On imagine que Bergson y vit une application de la théorie du lieu chez Aristote, qu'il avait si bien commentée.

   Faut-il rappeler que le plus grand pataphysicien après Jarry, Emmanuel Peillet ( qui n'était pas Emmanuel Dieu) , professait "un certain mépris pour Bergson" ( Ruy Launoir, Emmanuel Peillet, L'hexaèdre, 2008, p. 94) ? 

     Avant d'annexer Jarry à l'histoire du bergsonisme , peut être faudrait-il y regarder à deux fois. 



NOTA. On se rappellera que Deleuze, dans un texte de 1964 ( " En créant la pataphysique, Jarry a ouvert la voie à la phénoménologie" , repris in L'ile déserte, Paris , Minuit, 2002, p. 105-107) a vu en Jarry un précurseur de Heidegger.

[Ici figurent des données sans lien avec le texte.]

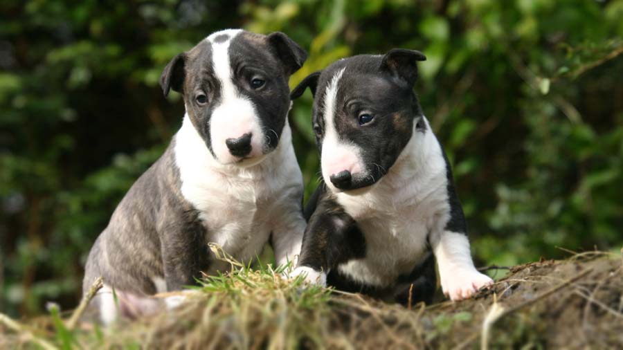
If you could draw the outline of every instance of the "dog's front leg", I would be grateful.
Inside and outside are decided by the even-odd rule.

                                 Dessin de Jacques Wély, représentant peut-être le Surmâle au repos


[1] voir  notamment Catherine Stehlin, « Jarry, le cours de Bergson et la philosophie », Europe, nos 623-624, « Alfred Jarry », mars-avril 1981, p. 34-51. Ces cahiers peuvent être lus directement en ligne ( merci à Pascal B. pour la référence http://bljd.sorbonne.fr/search/result#viewer_watch:a011441271647TPWGhX/33611cb325
cf aussi Karl Pollin, Jarry , l'expérimentation du singulier, Rodopi, Amsterdam, 2013, p. 145 sq, qui fait les mêmes réserves que celles exprimées ici sur les allégeances bergsoniennes de Jarry.